The receptor binding domain (RBD) of the SARS-CoV-2 spike glycoprotein recognizes the host ACE2 receptor and is a major determinant of viral entry and neutralization (1). SARS-CoV-2 variant, B.1.1.7 lineage, reported from the United Kingdom possess mutation N501Y at one of the six major contact residues in the receptor-binding domain involved in ACE2 binding. MD studies indicate that the mutant N501Y might increase the stability of the RBD domain with the ACE2 protein thereby resulting in higher virulence compared to the wild type strain (2). As new variants displace the first-wave virus, it is pivotal to evaluate their transmissibility, virulence and their possible tendency to escape antibody neutralization (3).

Gene Aliases:

2019-nCoV RBD, SARS-CoV-2 spike RBD, novel coronavirus spike RBD, nCov spike RBD.

Genebank Number:

MN908947

Formulation:

Recombinant protein stored in 50mM sodium phosphate, pH 7.5, 300mM NaCl, 150mM imidazole.

References:

1. Lan J, et al: Crystal structure of the 2019-nCov spike receptor-binding domain bound with the ACE2 receptor. bioRxiv. doi: https://doi.org/10.1101/2020.02.19.956235.

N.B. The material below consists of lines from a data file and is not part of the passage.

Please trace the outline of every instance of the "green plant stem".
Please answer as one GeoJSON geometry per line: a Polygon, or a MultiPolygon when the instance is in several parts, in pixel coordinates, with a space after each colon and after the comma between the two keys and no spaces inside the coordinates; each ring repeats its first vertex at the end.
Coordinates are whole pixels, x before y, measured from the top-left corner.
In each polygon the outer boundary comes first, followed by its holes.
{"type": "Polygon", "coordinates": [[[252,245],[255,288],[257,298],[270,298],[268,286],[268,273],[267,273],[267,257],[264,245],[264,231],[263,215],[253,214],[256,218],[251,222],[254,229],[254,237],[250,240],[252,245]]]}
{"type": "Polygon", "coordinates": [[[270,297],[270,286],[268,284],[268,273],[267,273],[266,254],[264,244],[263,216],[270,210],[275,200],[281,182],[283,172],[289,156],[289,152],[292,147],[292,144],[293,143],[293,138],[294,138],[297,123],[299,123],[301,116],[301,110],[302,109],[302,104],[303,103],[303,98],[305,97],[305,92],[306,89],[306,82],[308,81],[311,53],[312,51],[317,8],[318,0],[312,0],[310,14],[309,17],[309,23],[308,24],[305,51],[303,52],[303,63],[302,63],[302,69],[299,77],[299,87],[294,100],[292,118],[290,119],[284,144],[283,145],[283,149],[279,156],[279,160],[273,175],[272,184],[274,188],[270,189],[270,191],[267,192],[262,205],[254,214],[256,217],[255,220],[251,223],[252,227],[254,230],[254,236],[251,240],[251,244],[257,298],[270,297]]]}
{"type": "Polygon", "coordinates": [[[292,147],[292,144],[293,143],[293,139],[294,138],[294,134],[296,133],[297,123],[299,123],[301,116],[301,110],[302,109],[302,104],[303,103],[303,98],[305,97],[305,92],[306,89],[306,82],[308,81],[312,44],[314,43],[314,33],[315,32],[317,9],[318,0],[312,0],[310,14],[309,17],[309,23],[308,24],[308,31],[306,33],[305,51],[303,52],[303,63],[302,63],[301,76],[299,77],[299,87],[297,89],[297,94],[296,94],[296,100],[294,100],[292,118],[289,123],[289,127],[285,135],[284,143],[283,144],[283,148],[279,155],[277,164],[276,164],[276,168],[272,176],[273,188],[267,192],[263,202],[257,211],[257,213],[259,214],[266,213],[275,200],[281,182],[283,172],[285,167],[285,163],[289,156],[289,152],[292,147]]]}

2. Sharma T, et al: Unbuttoning the impact of N501Y mutant RBD on viral entry mechanism: A computational insight. bioRxiv 2020; doi: https://doi.org/10.1101/2020.12.30.424906

3. Starr TN, et al: Molecular dynamic simulation reveals E484K mutation enhances spike RBD-ACE2 affinity and the combination of E484K, K417N and N501Y mutations (501Y.V2 variant) induces conformational change greater than N501Y mutant alone, potentially resulting in an escape mutant. Cell. 2020, 182(5):1295-1310.